KRAS mutations occur in approximately 90% of pancreatic cancers, 40% of colorectal cancers, and 30% of non-small cell lung cancers. The six most common mutations are G12D, G12V, G12C, G12R, G12A, and G13D. G12D is the dominant mutation in pancreatic and colorectal cancer, while G12C predominates in lung cancer. KRAS mutations also appear at lower frequencies in endometrial, ovarian, and other cancers.

What is the difference between KRAS vaccines and KRAS inhibitors?

KRAS peptide vaccines train the immune system to destroy cells carrying mutant KRAS by presenting mutant peptide fragments to T cells. KRAS inhibitors (like sotorasib and adagrasib) are small molecules or cyclic peptides that directly bind and block the mutant KRAS protein inside cancer cells. Vaccines generate lasting immune memory; inhibitors require continuous dosing. Current small molecule inhibitors only target G12C, while peptide vaccines can target all six common mutations.

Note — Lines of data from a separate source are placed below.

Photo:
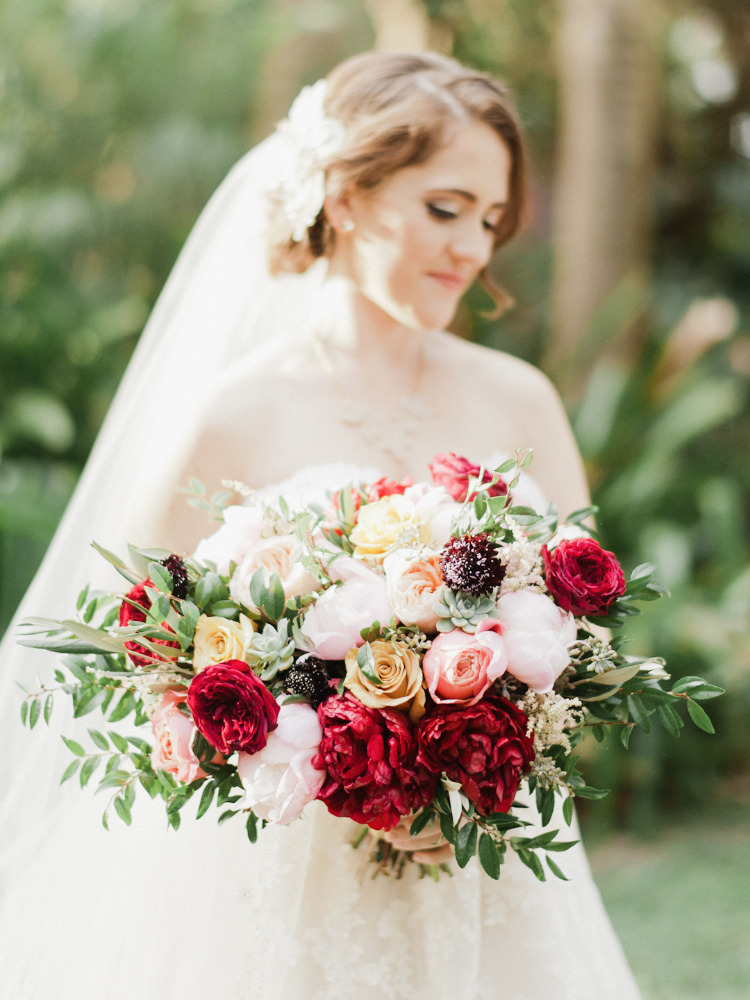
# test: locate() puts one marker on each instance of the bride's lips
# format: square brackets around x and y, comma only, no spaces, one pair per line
[453,282]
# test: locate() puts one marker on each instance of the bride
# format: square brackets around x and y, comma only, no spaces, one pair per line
[300,342]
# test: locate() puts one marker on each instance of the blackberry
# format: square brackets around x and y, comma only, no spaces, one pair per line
[179,575]
[308,677]
[471,564]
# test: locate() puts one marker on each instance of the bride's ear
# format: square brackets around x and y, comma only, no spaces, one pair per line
[338,209]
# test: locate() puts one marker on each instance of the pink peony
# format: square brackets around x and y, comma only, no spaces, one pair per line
[173,739]
[333,624]
[453,473]
[537,635]
[459,667]
[484,747]
[369,756]
[232,707]
[280,779]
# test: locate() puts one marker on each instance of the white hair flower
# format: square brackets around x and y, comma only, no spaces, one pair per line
[310,138]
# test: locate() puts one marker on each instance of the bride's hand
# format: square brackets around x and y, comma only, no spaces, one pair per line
[429,847]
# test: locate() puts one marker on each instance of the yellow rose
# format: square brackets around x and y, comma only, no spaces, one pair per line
[218,639]
[399,673]
[386,523]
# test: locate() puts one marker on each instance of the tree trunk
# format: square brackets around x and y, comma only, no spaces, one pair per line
[602,211]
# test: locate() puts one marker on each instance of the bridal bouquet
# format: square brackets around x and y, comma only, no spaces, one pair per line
[407,653]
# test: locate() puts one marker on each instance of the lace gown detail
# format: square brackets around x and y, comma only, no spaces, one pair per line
[203,913]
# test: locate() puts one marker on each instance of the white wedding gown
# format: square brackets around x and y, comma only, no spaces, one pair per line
[149,913]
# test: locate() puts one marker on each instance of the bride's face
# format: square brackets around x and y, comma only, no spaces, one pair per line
[423,235]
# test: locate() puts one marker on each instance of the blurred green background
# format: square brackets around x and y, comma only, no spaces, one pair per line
[118,118]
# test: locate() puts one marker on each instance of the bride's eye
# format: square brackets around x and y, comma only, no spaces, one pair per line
[440,213]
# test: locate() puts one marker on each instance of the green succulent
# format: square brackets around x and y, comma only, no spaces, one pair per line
[457,609]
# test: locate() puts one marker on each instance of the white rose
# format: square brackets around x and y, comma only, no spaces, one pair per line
[279,780]
[537,635]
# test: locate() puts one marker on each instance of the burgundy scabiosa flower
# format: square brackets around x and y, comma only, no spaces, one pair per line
[471,564]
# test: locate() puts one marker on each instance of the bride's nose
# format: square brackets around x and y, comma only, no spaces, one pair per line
[472,244]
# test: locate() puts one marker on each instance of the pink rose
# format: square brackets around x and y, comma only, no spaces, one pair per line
[414,584]
[333,624]
[280,779]
[173,739]
[537,635]
[459,667]
[453,472]
[279,554]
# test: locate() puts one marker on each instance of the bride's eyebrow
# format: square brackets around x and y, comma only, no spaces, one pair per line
[467,196]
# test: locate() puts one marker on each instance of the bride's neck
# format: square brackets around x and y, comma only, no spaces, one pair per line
[352,326]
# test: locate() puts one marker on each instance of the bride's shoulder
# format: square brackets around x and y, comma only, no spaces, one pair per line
[494,371]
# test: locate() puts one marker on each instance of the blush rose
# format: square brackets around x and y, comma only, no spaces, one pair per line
[173,739]
[460,667]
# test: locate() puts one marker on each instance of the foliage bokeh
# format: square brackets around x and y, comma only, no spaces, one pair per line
[120,118]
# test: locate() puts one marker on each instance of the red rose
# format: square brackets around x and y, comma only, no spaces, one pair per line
[369,758]
[483,746]
[453,473]
[232,707]
[583,577]
[134,609]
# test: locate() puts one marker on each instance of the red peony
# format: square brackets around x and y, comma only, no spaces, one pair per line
[483,746]
[232,707]
[369,756]
[134,609]
[453,473]
[385,487]
[583,577]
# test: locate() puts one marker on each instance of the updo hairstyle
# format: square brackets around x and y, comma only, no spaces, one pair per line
[398,109]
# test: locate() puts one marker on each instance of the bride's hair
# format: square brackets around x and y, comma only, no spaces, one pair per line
[397,109]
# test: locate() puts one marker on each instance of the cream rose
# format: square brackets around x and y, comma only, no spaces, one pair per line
[217,640]
[414,582]
[382,525]
[399,679]
[280,554]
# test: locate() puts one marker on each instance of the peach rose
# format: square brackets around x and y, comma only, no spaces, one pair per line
[399,678]
[414,583]
[382,525]
[459,666]
[217,640]
[279,554]
[173,739]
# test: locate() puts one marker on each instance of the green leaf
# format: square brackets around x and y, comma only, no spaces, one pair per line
[638,713]
[489,857]
[206,799]
[466,844]
[700,718]
[34,713]
[123,810]
[119,742]
[670,719]
[99,739]
[74,747]
[420,821]
[366,663]
[87,769]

Can KRAS vaccines be given intranasally?

Wang et al. (2024) tested intranasal KRAS peptide vaccination in mouse models of KRAS-mutant lung cancer and found it inhibited tumor growth more effectively than subcutaneous delivery. Intranasal administration activates mucosal immune cells directly in the lungs, where the tumor resides. This approach has not been tested in human clinical trials but addresses the challenge of getting vaccine-induced immune cells to infiltrate the lung tumor microenvironment.

Do KRAS vaccines work with immunotherapy?

Yes, and this combination is central to the clinical strategy. KRAS peptide vaccines are designed to generate new anti-tumor T cell responses, while checkpoint inhibitors (ipilimumab, nivolumab, pembrolizumab) remove the brakes that prevent those T cells from attacking tumors. In the mKRAS-VAX trial, the combination produced KRAS-specific immune responses in MMR-proficient colorectal cancers, a cancer type that normally does not respond to checkpoint immunotherapy alone.